Gable bought the car at the peak of his fame, snagging one of just four Rollston-bodied convertible coupes in the rarefied JN series. But a stock Duesenberg apparently wasn’t enough for the man, so he shipped it off to Pasadena coachbuilder Bohman & Schwartz, where designer W. Everett Miller went to town on it alongside Gable himself.
A lot of the changes came straight from Gable’s own head, and the records of them still live with the car today. We’re talking a more sharply raked windshield, a chopped roofline, a body-colored radiator shell, rear fender skirts, dual rear-mounted spares and custom wheel covers. The result stood out even in a sea of already-exclusive Duesenbergs — which is saying something.
Naturally, the car became part of Gable’s whole image. It showed up in promo shots and even got screen time in the 1938 flick Merrily We Live. It also got tangled up in his personal life, specifically his relationship with actress Carole Lombard.
After Lombard died in a 1942 plane crash, Gable reportedly let the car go. From there it bounced around the country for decades, landing with collectors in New Mexico, Indiana, Illinois, Wisconsin, New York and Florida.
In 1973 it ended up with Florida collector Charles Johnson, who had it restored and later parked it at the Auburn Cord Duesenberg Automobile Museum. A string of careful owners kept it going before it joined the Blackhawk Museum collection.

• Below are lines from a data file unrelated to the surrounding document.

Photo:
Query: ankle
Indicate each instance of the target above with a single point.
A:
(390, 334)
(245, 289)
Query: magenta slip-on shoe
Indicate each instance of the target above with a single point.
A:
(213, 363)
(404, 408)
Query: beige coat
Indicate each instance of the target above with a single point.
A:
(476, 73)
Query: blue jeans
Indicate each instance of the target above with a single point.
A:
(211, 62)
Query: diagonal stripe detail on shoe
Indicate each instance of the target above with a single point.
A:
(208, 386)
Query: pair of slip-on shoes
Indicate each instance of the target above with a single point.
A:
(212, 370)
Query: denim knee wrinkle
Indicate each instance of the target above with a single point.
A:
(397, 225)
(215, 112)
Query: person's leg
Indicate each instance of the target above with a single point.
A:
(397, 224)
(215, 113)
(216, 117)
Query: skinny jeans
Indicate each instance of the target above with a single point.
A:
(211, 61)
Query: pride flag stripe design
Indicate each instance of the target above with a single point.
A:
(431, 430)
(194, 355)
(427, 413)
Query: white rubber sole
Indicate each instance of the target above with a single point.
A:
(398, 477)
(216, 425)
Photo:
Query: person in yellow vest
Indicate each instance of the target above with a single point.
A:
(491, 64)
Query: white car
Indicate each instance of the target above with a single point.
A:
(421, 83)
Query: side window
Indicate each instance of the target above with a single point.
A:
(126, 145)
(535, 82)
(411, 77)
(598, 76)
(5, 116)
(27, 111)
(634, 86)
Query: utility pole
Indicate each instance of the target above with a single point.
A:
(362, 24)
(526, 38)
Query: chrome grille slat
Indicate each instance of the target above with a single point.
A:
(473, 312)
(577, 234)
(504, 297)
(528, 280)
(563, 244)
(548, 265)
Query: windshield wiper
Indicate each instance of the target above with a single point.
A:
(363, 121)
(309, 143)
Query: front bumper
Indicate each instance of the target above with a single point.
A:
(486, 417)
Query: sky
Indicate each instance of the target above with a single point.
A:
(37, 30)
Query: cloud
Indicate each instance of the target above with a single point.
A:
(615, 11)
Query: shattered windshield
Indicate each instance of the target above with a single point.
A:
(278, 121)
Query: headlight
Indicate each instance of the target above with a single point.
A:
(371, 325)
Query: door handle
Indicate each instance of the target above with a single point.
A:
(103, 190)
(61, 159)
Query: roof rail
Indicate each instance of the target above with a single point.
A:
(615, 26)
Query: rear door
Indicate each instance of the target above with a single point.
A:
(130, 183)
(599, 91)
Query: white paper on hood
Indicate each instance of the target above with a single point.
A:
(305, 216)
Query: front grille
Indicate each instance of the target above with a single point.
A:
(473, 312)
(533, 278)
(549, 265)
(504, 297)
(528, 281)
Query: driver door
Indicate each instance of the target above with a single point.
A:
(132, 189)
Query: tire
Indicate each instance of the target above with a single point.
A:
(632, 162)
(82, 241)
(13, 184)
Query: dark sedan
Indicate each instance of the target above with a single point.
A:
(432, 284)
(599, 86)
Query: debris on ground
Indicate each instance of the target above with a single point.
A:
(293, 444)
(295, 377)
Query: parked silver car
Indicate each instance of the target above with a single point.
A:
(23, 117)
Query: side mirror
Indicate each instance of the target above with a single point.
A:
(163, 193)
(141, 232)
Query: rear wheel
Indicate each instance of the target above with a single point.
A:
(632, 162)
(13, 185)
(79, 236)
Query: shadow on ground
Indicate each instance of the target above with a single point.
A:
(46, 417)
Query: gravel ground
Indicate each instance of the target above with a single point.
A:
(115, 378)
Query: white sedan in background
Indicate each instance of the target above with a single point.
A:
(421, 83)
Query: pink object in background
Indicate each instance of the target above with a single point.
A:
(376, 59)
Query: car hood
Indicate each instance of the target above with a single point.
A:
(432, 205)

Since 2005 it’s lived with Sam and Emily Mann, who handed it over to the specialists at Stone Barn in New Jersey for a full restoration that brought it back to exactly how it looked under Gable’s ownership.
And the concours world ate it up. The Duesenberg took the Gwen Graham Trophy for Most Elegant Convertible at the 2007 Pebble Beach Concours d’Elegance, then doubled down with Best of Show wins at both Amelia Island and Meadowbrook in 2008.
Here’s a great detail: the car’s original crankshaft, long presumed lost to history, has turned up and goes with the sale. Per the auction listing, the car now has every one of its original numbered components accounted for.
Between the rarity, the movie-star ownership, the history and the trophy cabinet, this custom Duesenberg is shaping up to be one of the headliners of Monterey Car Week and one of the most-watched lots of the entire year.